Oliver’s handmade bearpaw snowshoes.

Image by Devta Khalsa

To make bearpaws, I find a flexible sapling. Birch is best. In this case, I’ll cut the tree rather than bending it living. I peel it and trim the butt end to a girth similar to the rest of the sapling. Then I bend it all the way around to bring it back down to the tail of the snowshoe. 

I make the heel of a bearpaw similar to the heel of a big snowshoe, but it’s extra wide. As usual, it has an upward curve on it so I can back up. That tailpiece is notched out on each side and is maybe 3 inches wide, kind of a duckbill shape, and it flares out to a much greater angle where the rails come back around.

When you’re bending wood, what happens is that the grain on the outside of the bend doesn’t necessarily stretch a whole lot, but there are layers of soft summer wood in there that get compressed and bend. Of course the wood must be thawed out if you are making the snowshoes in winter.

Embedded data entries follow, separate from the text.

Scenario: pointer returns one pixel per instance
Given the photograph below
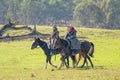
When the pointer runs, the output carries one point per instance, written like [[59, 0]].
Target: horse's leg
[[51, 62], [47, 59], [62, 63], [85, 59], [68, 62], [90, 61], [74, 60], [79, 58]]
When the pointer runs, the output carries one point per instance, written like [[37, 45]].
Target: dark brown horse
[[44, 46]]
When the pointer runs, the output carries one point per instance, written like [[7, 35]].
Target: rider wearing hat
[[54, 40], [71, 37]]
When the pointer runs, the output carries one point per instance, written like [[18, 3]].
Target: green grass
[[19, 62]]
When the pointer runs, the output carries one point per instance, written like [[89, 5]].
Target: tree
[[88, 14], [112, 11]]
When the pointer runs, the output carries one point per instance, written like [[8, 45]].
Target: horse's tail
[[91, 49]]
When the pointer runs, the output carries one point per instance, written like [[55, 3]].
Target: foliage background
[[87, 13]]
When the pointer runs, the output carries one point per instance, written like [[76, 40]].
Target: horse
[[87, 50], [44, 46]]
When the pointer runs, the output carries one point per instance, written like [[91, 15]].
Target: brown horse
[[87, 50]]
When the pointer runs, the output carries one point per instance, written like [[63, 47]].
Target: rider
[[71, 37], [53, 40]]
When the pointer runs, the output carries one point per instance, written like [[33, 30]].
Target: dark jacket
[[54, 42], [71, 36]]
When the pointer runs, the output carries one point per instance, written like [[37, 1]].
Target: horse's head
[[35, 43]]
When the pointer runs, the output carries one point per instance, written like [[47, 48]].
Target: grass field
[[19, 62]]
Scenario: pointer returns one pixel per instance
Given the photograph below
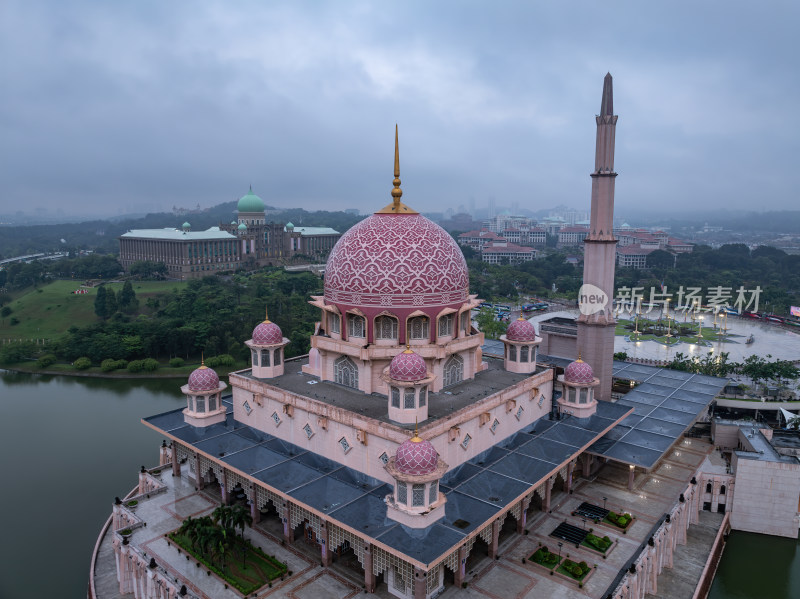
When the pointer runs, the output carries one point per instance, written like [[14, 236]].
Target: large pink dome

It helps to soak the sapling a bit with a towel, or in a big pan on top of the stove to increase the flexibility before making the bend. Also you don’t just depend on bending to squeeze the summer wood—you help it along by striking it with your hammer. Sometimes I’ll drape the wood around the horn of my anvil and pound it, flexing the wood as I go along. That’s a big help because otherwise, you’re apt to have quite a few sticks that break, and then you have to start over. 

I don’t ordinarily have crosspieces on bearpaws. I just put a couple of extra strands at the back of the toe hole to leave room for my foot. The back part is webbed in, but I just weave it back and forth instead of using the typical crisscrossed type of webbing. 

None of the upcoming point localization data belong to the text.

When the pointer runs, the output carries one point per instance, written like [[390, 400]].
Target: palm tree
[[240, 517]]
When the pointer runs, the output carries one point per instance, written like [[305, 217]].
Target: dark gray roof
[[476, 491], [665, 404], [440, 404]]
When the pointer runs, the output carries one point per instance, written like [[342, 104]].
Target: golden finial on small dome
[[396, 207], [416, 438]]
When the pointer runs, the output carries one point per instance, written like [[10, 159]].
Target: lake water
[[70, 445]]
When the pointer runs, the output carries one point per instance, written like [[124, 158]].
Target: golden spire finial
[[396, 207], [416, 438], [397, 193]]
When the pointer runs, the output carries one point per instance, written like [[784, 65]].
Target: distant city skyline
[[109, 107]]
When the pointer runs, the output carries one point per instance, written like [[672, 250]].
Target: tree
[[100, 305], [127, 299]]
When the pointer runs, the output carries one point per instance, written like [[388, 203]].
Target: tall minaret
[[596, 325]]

Elmer Kreps has a book that explains how to make bearpaw snowshoes very well and gives step-by-step instructions. Here I am talking about an adaptation to the usual way. [E.H. Kreps. Camp and Trail Methods (Columbus: A.R. Harding, undated), 157-175.]

Improvised snowshoes

If you need to improvise snowshoes in an emergency, you can tie maybe five or six long sticks together at both ends. They don’t have to be too stiff, since you have a number of them. Back in the middle you force them to spread them out by tying them to a crosspiece or two. You’ll need another for a heel crosspiece to keep the sticks far enough apart.

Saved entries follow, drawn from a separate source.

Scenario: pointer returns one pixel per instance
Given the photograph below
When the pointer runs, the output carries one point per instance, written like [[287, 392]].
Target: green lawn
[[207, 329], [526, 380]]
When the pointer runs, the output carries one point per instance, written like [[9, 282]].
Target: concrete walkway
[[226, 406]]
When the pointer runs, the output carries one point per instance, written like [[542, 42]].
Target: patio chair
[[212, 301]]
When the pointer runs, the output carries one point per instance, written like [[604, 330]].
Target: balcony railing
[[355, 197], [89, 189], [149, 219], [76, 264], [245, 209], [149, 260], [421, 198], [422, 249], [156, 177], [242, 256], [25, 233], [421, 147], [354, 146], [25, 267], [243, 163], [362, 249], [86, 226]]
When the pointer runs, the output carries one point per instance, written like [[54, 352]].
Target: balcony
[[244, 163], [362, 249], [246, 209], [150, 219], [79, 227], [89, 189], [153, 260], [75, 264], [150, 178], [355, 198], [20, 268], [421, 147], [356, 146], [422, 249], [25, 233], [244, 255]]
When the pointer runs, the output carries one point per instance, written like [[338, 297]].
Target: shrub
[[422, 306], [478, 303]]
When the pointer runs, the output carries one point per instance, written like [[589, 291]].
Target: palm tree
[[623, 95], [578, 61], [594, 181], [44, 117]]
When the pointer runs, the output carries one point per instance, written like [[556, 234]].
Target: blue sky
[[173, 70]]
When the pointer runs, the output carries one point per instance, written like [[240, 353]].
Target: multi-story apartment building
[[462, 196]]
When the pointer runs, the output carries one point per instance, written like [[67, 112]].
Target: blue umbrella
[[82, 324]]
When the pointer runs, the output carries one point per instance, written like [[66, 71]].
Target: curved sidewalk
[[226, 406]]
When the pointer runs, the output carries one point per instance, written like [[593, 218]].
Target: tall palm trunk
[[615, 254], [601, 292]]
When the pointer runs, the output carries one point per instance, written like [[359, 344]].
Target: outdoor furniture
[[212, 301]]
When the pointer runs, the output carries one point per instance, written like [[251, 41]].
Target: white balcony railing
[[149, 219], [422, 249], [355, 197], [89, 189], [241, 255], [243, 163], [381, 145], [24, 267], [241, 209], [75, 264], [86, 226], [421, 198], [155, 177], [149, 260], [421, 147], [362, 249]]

Stick snowshoe such as Oliver describes.

Drawing by Brady Wedman

The small ends of the sticks are the shoe’s “front.” You tie sturdy twine from the front juncture to the heel crosspiece to spring the front end up. There’s no place for a toe hole, so your foot is going to have to flex.

You are making these for immediate use, so you can make them out of green wood. They will be heavy, but if you peel the sticks, they will dry surprisingly fast and lose weight in a few days.

In a real emergency, anything that makes your foot bigger would be a help, even a spruce bough. I have never had occasion to need to make emergency snowshoes.

Another idea for emergency snowshoes. (Image credit 37)

From Margaret’ chapter 12: 

Eventually the two homesteads were set enough to rights that Oliver and the Hannans could resume their normal lives, but the grizzly was never far from their thoughts from then on, nor was that the last they saw of the animal.

However, by the next April, 1996, Oliver’s thoughts were less on marauding wildlife and more on designing a new type of snowshoe.

The snow in this area is of a different quality from over at Ambler, maybe not so much wind or laid down in bigger flakes or something. We never get the real hard solid crusts in spring. Can almost walk on it, but sink in a bit and break thru [sic] often. Thud: something my system don’t take without some strong complaint. So I started making a pair of beavertail snowshoes….In case you’ve never heard of beavertail snowshoes, I haven’t either, but figured there should be some so made them. They are smaller than bearpaws and different shape[with] upturned tail so I can back up.[April 23, 1996]

Oliver’s sketch of beavertail snowshoe

When the weather cooled off and solidified the snow the next day, Oliver tested his new snowshoes and found them acceptable. He thought he would probably get a lot of use out of them that spring, and had modified the harness so he could just slip into them with his rubber boots and save himself from having to twist around to buckle heel straps.